Ascension where?

Ascension where? May 4, 2011

Douglas Farrow is making a career out of the ascension. Not a bad thing to make a career of. In his freshly published sequel to Ascension and Ecclesia: On the Significance of the Doctrine of the Ascension for Ecclesiology and Christian Cosmology , entitled simply Ascension Theology , Farrow defends the bodily ascension of the Risen Jesus of Nazareth as an essential doctrine of orthodoxy, against both ancient (Origen) and modern (Kant, Schleiermacher, Hegel) doubters.

Along the way, Farrow insists that, if the ascension is bodily, and if Jesus ascends with all His creaturehood intact, then the ascension must be to a place: “It in the resurrection Jesus is already transfigured and transformed . . . in the ascension he is also translated or relocated. That is, he is taken up and placed by God he properly belongs, just as God once took Adam and put him in Eden.” But where is said place? The answer must be “stubbornly independent of any merely natural cosmology or anthropology,” but must just as stubbornly resist the Origenist temptation to mentalize and psychologize.

Where then?
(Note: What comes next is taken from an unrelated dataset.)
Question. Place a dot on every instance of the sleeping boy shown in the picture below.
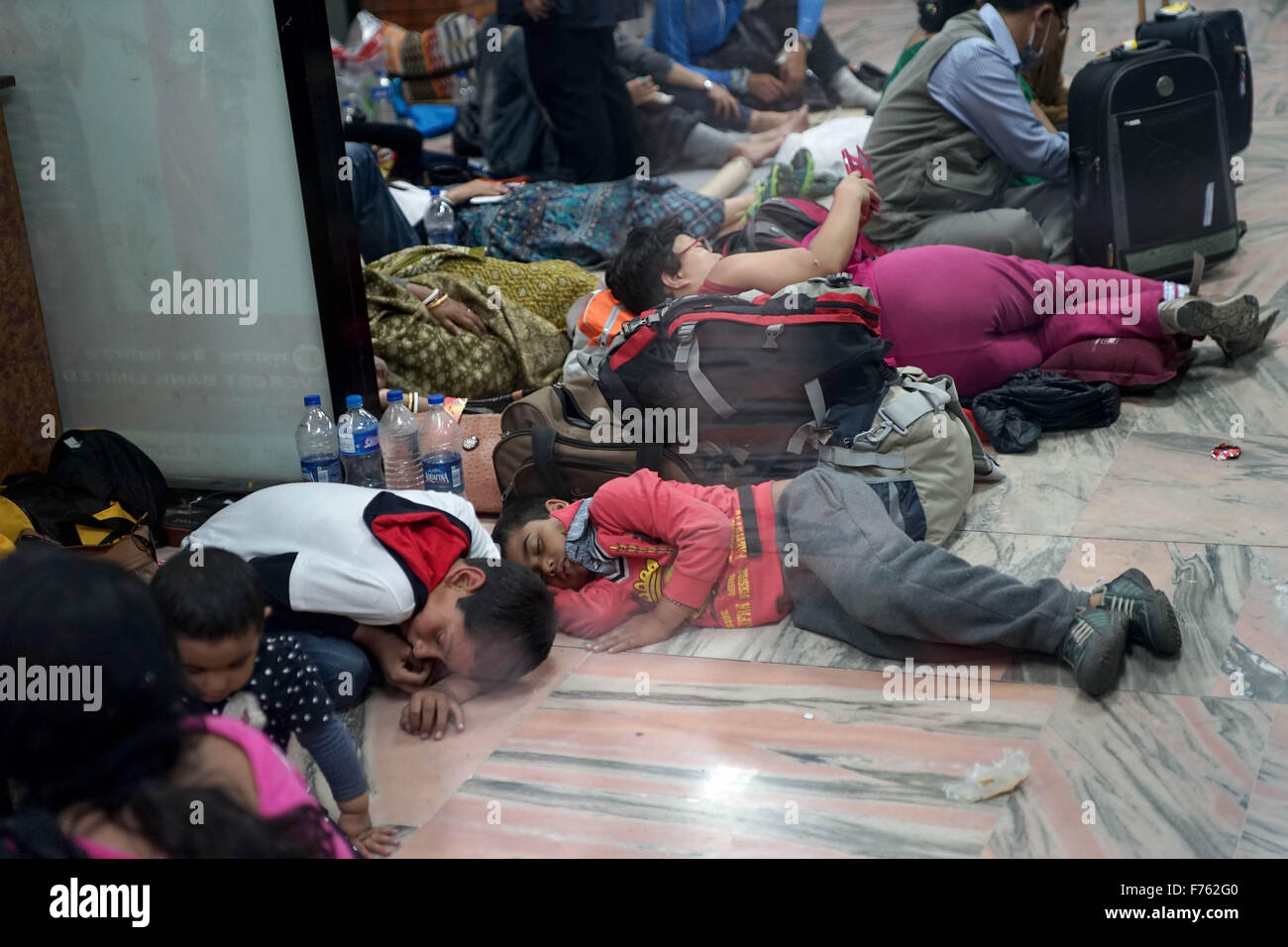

Farrow suggests that eschatology answers: “the entry of which we are speaking does not entail admission to an already existing place but the creation of a new one. . . . it entails the creation of a new time and place and mode of life, and that not ex nihilo . . . but ex vetere .” It is “not somewhere in this world” nor “an ‘outside’ to which one escapes.” Rather, “it exists by virtue of the transformation of reconstitution of this world in the Spirit.” This “time and place which Jesus occupies are those in which, and by way of which, God’s sovereign act of recreation is extended through him to all times and places.”